Künstliche Intelligenz erkennt Sprache und Gesichter. Sie kann helfen, Menschen fremder Sprachen zu verstehen und sich mit ihnen zu unterhalten. Sprachassistenten wie Alexa, Siri und Google Assistant fischen auf die Fragen ihrer Nutzer passende Antworten aus dem Internet. Auf Sprachbefehle hin verschicken sie Nachrichten, sehen im Kalender nach, tätigen Anrufe und bedienen elektronische Geräte. Wirkt sich das auf unseren Umgang miteinander aus, wenn wir diesen Hilfsmitteln, die wir wie unsere Mitmenschen mit einem Namen ansprechen, wie einem Sklaven Befehle erteilen?
Schon heute nutzen Unternehmen digitale Systeme, die Bewerbungsgespräche sprachpsychologisch auswerten und die Ergebnisse in die Auswahl der Kandidaten einfließen lassen. Wie bei vielen anderen digitalen Anwendungen auch, die Entscheidungen mit Auswirkungen auf das Schicksal von Personen beeinflussen, stellt sich die Frage nach der Transparenz: Inwiefern werden die Kriterien offengelegt, nach denen eine Software analysiert, Ergebnisse liefert und Empfehlungen abgibt? Oder bleiben sie als „Betriebsgeheimnis“ für die betroffenen Personen nicht nachvollziehbar?

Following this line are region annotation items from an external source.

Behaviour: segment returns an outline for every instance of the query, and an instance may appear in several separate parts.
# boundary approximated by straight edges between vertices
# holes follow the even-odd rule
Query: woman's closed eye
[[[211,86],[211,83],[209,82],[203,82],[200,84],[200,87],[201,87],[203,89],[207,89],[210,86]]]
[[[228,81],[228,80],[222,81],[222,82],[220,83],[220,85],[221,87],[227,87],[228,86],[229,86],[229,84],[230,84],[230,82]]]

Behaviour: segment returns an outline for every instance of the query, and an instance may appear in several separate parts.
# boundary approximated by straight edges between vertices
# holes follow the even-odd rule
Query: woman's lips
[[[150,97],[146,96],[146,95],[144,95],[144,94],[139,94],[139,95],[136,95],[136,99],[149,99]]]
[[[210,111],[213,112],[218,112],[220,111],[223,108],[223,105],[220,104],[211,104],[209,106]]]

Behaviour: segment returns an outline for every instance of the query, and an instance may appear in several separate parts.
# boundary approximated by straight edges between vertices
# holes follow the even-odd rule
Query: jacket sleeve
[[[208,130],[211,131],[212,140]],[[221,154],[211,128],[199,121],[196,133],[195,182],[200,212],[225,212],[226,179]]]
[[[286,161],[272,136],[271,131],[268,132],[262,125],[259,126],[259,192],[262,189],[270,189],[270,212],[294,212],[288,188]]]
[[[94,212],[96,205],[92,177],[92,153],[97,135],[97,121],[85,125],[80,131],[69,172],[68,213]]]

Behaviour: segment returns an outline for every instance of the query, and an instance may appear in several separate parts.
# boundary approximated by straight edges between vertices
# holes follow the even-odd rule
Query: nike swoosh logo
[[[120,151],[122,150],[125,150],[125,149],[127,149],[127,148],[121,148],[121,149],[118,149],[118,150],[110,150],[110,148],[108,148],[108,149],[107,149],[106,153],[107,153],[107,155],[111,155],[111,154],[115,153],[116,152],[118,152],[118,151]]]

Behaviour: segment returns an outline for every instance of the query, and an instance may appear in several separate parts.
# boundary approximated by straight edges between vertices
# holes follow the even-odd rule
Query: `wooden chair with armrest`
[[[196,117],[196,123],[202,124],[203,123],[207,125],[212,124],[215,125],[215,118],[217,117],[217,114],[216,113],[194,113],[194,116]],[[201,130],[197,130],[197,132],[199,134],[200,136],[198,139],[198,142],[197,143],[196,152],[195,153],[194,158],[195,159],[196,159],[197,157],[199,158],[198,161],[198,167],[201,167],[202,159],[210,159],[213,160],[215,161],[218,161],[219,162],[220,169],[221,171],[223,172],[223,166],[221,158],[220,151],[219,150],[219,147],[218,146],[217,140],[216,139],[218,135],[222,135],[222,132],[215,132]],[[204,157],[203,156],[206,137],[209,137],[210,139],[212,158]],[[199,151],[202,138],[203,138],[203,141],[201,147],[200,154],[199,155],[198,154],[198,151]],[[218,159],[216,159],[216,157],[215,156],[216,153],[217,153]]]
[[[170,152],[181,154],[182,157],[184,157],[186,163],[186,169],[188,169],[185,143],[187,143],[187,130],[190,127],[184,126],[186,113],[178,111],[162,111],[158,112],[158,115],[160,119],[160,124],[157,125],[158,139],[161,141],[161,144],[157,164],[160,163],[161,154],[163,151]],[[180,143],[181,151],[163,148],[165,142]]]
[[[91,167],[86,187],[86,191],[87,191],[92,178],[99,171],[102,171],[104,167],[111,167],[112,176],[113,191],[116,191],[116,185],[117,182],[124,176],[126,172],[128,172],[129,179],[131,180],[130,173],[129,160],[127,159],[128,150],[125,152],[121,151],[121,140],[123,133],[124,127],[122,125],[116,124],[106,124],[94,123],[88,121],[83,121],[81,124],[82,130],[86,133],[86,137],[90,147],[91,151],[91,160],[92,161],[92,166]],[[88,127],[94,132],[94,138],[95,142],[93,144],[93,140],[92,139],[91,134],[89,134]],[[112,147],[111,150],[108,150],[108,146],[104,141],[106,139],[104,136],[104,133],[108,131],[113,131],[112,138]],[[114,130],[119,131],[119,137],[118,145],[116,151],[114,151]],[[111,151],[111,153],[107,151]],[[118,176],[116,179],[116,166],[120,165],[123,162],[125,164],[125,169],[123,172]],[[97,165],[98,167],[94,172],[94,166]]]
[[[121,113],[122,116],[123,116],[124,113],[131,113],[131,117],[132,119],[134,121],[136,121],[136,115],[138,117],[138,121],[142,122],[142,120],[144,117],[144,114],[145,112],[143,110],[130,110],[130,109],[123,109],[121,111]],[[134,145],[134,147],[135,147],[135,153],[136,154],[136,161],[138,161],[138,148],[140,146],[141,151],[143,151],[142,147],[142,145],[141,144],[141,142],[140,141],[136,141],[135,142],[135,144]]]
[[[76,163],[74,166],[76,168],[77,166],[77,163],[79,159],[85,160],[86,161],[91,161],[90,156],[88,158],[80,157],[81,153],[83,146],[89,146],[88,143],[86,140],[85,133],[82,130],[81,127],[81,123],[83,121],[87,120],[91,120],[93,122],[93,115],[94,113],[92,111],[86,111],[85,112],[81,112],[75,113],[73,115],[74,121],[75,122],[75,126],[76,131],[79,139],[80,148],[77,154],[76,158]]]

Mit einer Gesichtserkennung lassen sich Smartphones verschlüsseln und sicherer machen. Sie kann eingesetzt werden um festzustellen, wo sich Personen wann bewegen und mit wem sie Kontakt haben. Gesichtserkennung kann genutzt werden, um terroristische Anschläge zu vereiteln; ein diktatorisches Regime kann sie aber auch dazu gebrauchen, unliebsame Bürger zu bespitzeln und auszuschalten.

Illustration: (c) hisa nishiya (iStock.com)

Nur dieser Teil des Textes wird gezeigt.